Pêcher en eaux troubles

L'expression signifie tirer avantage d'une situation troublée ; faire des profits peu honorables grâce à des désordres (Guillaume Alexis, 1450-1486) L'image a été clairement expliquée et se retrouve dans différentes langues ; elle est vraisemblablement empruntée (XVIe siècle) à une locution grecque.
Nicot, in Explications morales d'aucuns proverbes français, l'explique comme suit : « Quand les rivières par quelques longues pluyes ou autre occasion sont bien troubles, lors les pescheurs ont bon temps, parce que le poisson ne pouvant appercevoir les filez, entrent plus facilement dedans : Tout de mesmes quand une République ou autre Estat, tel qu'il soit, est agité de dissensions et discordes civiles, et par ce moyen tout ordre et police en confusion, ceux qui manient les affaires publicques ont par là occasion et beau jeu pour faire leur proffit particulier et tirer à eux des finances et substances communes ce que bon leur semble, ce qu'ils ne pourroient sans craincte en un temps paisible et tranquille. »


Être ni chair ni poisson

De religion douteuse 
La locution date de la guerre de religion.

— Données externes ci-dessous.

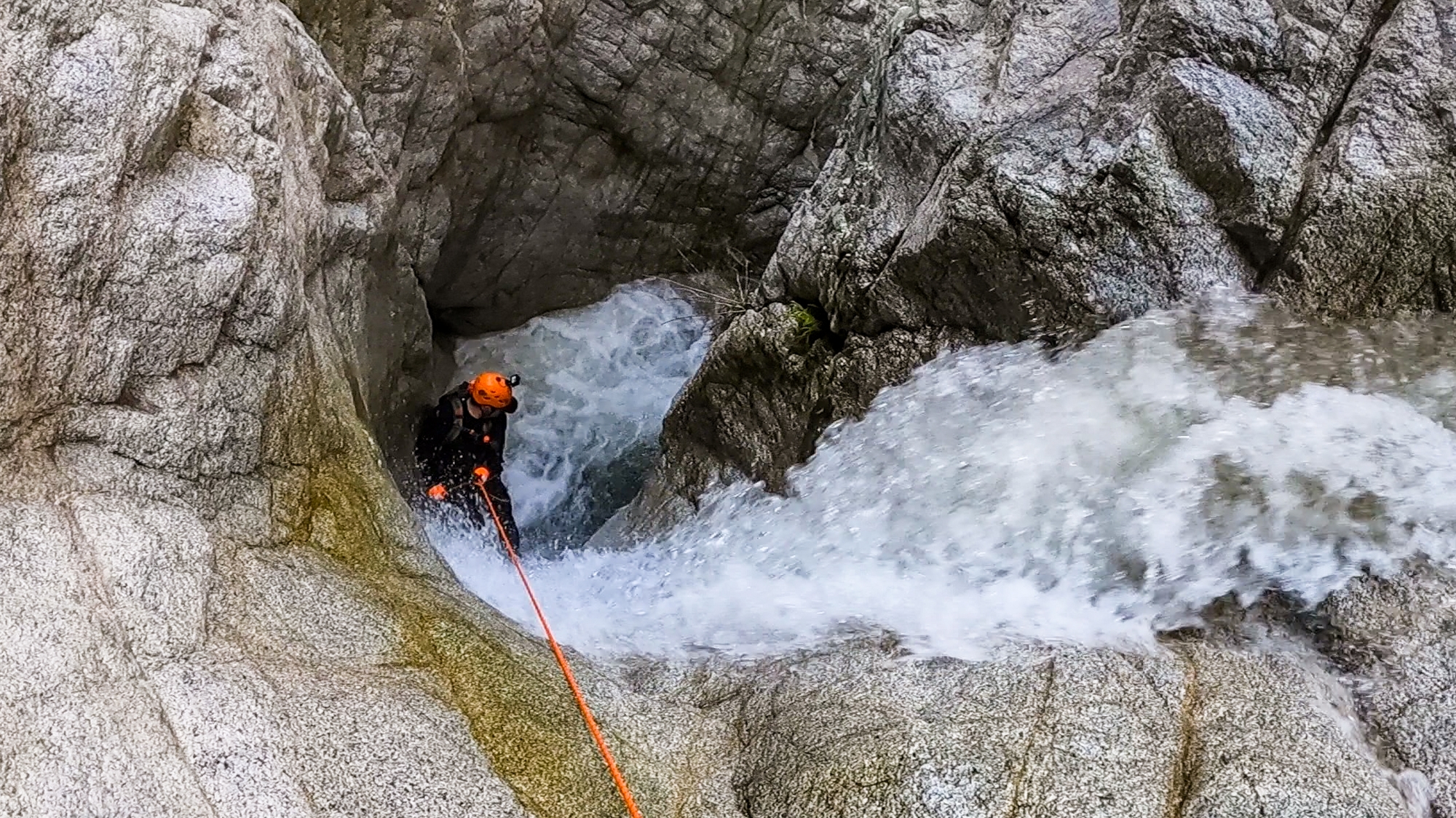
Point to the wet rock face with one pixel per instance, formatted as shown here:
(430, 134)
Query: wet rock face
(548, 151)
(1192, 730)
(1045, 170)
(213, 600)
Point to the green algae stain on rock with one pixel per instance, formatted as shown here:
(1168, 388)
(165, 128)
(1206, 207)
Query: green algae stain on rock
(503, 682)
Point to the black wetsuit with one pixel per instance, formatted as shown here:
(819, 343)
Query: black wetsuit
(454, 443)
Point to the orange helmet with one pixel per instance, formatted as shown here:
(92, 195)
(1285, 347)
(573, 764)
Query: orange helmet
(491, 389)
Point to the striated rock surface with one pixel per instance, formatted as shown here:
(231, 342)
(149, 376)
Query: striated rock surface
(215, 602)
(550, 151)
(1398, 638)
(1021, 171)
(1192, 730)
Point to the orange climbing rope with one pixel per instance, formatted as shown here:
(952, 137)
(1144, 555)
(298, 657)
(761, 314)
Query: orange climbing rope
(481, 475)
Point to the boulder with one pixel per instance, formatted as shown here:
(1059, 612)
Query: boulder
(545, 151)
(1187, 730)
(1040, 171)
(215, 600)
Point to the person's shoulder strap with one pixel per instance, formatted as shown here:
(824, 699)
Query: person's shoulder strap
(458, 410)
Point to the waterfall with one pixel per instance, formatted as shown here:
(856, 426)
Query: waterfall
(1091, 497)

Celui qui ne mangeait que du poisson pendant le Carême était considéré comme un bon catholique, celui qui mangeait de la chair ne pouvait être que protestant. Et celui qui n'était ni chair ni poisson était un homme à la religion douteuse. 
Aujourd'hui, c'est l'homme indécis, indéfinissable.

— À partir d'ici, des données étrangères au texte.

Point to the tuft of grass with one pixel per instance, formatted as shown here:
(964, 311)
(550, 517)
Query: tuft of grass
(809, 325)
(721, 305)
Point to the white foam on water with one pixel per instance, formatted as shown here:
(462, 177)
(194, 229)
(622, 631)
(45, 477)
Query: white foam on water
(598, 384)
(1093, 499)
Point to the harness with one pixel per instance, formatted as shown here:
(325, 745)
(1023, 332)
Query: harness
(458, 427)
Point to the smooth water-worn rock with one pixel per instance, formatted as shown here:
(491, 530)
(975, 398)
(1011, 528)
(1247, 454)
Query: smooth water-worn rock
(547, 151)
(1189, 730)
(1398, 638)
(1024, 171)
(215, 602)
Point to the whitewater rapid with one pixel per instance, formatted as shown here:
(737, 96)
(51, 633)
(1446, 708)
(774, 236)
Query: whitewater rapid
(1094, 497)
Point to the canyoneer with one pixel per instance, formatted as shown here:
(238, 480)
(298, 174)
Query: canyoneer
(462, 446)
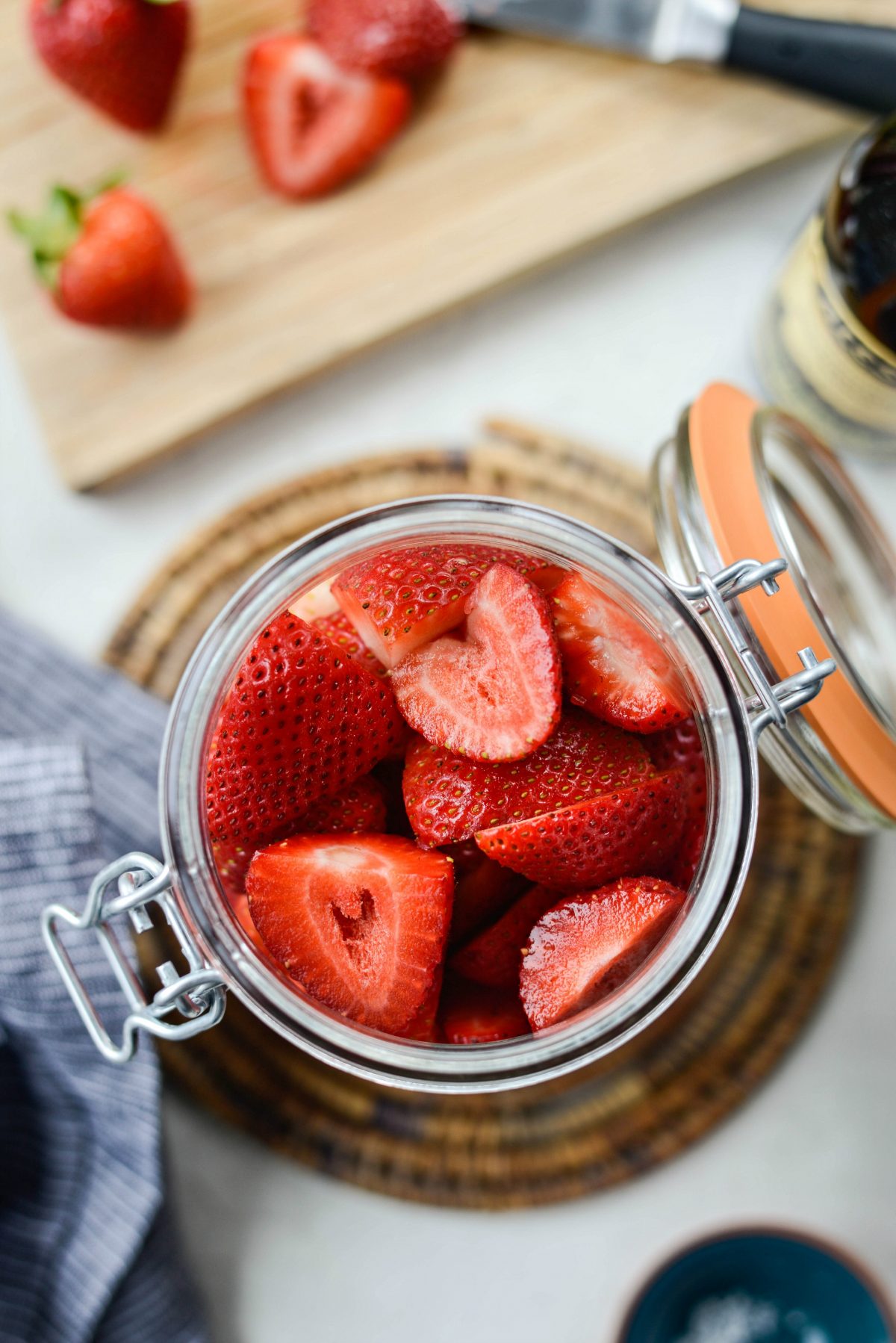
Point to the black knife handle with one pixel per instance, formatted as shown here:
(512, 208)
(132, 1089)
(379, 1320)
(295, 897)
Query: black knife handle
(849, 62)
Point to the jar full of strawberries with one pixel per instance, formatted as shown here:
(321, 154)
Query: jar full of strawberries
(458, 794)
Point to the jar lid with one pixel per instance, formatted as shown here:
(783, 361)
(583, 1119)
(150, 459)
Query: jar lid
(768, 489)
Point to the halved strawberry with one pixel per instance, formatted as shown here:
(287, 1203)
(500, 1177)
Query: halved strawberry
(449, 797)
(474, 1014)
(629, 831)
(358, 809)
(482, 890)
(613, 666)
(588, 944)
(406, 38)
(240, 904)
(680, 748)
(339, 630)
(494, 692)
(423, 1025)
(299, 725)
(361, 922)
(312, 125)
(494, 957)
(401, 599)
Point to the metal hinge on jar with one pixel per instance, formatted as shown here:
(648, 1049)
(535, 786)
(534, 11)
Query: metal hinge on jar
(773, 700)
(196, 996)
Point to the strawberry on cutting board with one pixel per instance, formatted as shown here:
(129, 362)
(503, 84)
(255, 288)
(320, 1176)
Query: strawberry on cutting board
(300, 725)
(588, 944)
(620, 833)
(449, 798)
(405, 38)
(612, 665)
(494, 692)
(474, 1014)
(312, 125)
(121, 55)
(680, 747)
(401, 599)
(108, 259)
(361, 922)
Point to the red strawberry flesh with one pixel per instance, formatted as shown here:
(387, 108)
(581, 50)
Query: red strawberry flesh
(494, 957)
(402, 599)
(680, 747)
(474, 1014)
(449, 798)
(635, 829)
(482, 890)
(300, 725)
(312, 125)
(590, 944)
(494, 692)
(423, 1025)
(361, 922)
(612, 665)
(356, 809)
(408, 38)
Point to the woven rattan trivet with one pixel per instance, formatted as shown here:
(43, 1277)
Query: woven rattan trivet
(612, 1120)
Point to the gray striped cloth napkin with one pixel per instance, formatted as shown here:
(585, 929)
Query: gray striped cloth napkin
(87, 1250)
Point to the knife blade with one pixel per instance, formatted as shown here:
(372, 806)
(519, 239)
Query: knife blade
(849, 62)
(656, 30)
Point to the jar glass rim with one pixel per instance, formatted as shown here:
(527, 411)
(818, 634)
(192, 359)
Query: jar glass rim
(727, 742)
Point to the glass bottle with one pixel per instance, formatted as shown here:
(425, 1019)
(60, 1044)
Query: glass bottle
(827, 345)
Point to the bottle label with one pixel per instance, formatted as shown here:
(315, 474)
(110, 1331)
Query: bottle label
(842, 363)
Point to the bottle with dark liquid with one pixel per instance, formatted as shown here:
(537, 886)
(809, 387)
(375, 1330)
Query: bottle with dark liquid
(828, 336)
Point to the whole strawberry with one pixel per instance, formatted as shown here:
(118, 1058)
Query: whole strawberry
(121, 55)
(403, 38)
(108, 259)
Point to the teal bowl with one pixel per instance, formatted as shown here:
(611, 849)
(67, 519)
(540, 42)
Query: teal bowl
(759, 1287)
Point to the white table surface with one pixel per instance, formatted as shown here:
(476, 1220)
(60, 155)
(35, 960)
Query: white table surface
(609, 348)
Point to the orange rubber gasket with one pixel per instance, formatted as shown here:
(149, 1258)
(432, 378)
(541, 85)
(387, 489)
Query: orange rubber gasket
(721, 430)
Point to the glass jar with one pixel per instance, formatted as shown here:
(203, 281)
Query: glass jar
(738, 696)
(827, 340)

Le mariage de la carpe et du lapin

Alliance incongrue, le choix de la carpe et du lapin peut surprendre. Il l'est encore plus quand on apprend que cette expression d'allure médiévale date de 1934 !

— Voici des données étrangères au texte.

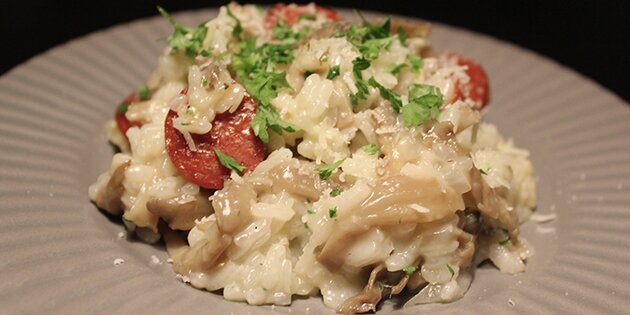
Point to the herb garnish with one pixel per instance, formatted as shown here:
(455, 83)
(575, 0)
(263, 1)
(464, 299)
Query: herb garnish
(326, 170)
(424, 104)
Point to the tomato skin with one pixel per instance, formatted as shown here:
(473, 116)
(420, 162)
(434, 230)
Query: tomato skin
(478, 88)
(230, 133)
(121, 120)
(291, 14)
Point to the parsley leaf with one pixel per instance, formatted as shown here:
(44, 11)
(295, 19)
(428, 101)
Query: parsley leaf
(332, 212)
(333, 72)
(264, 85)
(268, 118)
(402, 35)
(370, 149)
(335, 192)
(255, 68)
(395, 69)
(326, 170)
(183, 38)
(238, 28)
(387, 94)
(424, 104)
(143, 92)
(228, 161)
(359, 65)
(450, 270)
(371, 48)
(416, 62)
(409, 270)
(306, 16)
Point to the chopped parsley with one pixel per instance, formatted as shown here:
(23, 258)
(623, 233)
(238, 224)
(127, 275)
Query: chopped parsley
(256, 68)
(335, 192)
(268, 118)
(333, 72)
(144, 93)
(229, 162)
(185, 39)
(387, 94)
(370, 149)
(370, 40)
(424, 104)
(371, 48)
(450, 270)
(395, 69)
(332, 212)
(409, 270)
(359, 65)
(402, 35)
(122, 108)
(238, 28)
(416, 62)
(206, 53)
(326, 170)
(307, 16)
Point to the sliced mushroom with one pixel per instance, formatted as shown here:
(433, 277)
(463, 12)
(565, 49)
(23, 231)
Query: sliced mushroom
(367, 300)
(375, 290)
(394, 200)
(181, 216)
(489, 203)
(109, 199)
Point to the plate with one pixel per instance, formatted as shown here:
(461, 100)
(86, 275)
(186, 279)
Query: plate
(58, 250)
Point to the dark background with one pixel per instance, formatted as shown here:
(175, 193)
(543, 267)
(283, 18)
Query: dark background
(588, 36)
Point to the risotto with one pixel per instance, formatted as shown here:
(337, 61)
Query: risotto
(286, 151)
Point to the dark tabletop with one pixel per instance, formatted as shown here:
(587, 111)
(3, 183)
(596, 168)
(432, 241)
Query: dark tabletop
(588, 36)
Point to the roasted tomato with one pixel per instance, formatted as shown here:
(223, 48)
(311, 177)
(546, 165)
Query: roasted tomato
(230, 133)
(291, 13)
(477, 89)
(121, 120)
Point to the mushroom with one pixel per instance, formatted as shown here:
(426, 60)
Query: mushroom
(109, 198)
(181, 216)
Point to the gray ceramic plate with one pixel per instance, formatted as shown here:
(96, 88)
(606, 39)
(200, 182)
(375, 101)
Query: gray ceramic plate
(57, 250)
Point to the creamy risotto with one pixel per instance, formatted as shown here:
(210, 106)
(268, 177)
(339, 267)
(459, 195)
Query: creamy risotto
(288, 152)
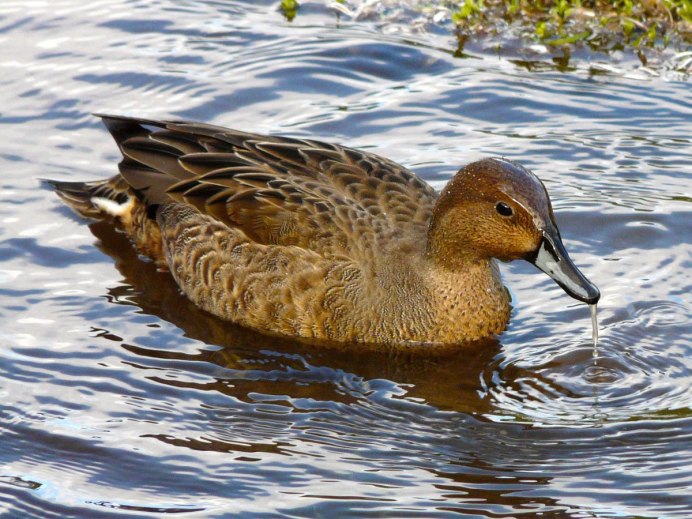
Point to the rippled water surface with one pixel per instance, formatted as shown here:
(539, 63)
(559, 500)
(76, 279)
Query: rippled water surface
(117, 396)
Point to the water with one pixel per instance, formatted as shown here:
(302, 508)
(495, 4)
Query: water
(119, 397)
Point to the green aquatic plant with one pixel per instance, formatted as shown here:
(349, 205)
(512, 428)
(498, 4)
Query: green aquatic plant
(602, 24)
(290, 9)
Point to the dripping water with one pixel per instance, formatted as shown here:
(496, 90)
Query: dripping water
(594, 329)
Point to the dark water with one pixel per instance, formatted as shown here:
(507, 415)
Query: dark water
(119, 397)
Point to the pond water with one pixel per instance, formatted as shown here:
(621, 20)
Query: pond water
(118, 397)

Faire des yeux de merlan frit

Dans son édition de 1898, Larousse l'explique ainsi : « Lever les yeux au ciel, d'une manière ridicule, de sorte qu'un en voit plus que le blanc ». C'est une gestuelle de cinéma muet, qui, accompagnée de soupirs énamourés de rigueur, n'a guère plus cours chez les amants... L'expression est pourtant demeurée en usage depuis le dernier quart du XIXe siècle, où elle est apparue reprenant une notion d'œil blanc qui était jusque là l'apanage de la carpe. C'est en effet la carpe, poisson d'eau douce autrefois fort commun sur toutes les tables, qui a fourni le prototype de cette image culinaire de la pâmoison amoureuse, réelle ou rêvée. 
Une oeuvre rare et précieuse, les Œuvres badines du comte Caylus apporte la preuve irréfutable que la métaphore des yeux de poisson frit était déjà bien établie dès la première moitié du XVIIIe siècle : « Un jour, c'était pendant le grand chaud de l'été, s'étant retiré dans une grotte qui était au bord de ce canal, il vit une belle grande carpe, mais grande comme une personne ; ce qu'on remarquait davantage, c'était ses yeux ; jamais on n'en avait vu de si tendres. C'est de là qu'on a dit des amants qui regardent tendrement leur belle : qu'ils font des yeux de carpe frite », Caylus, Recueil de ces Messieurs, 1745


Faire une touche

Cette métaphore habillement tirée de la pêche - c'est le poisson qui touche l'hameçon avant de mordre - s'est répandue au début des années 1920 pour indiquer les marques d'intérêt, émotions et menues manoeuvres, observées à son propre égard chez une personne du sexe opposé. Il est probable que la résonance discrète du mot avec son sens affectif ordinaire (« cela me touche ») a contribué à son succès, comme aussi la promesse qu'il paraît contenir de réels attouchements à venir... L'expression se pare aujourd'hui d'un charme quelque peu désuet.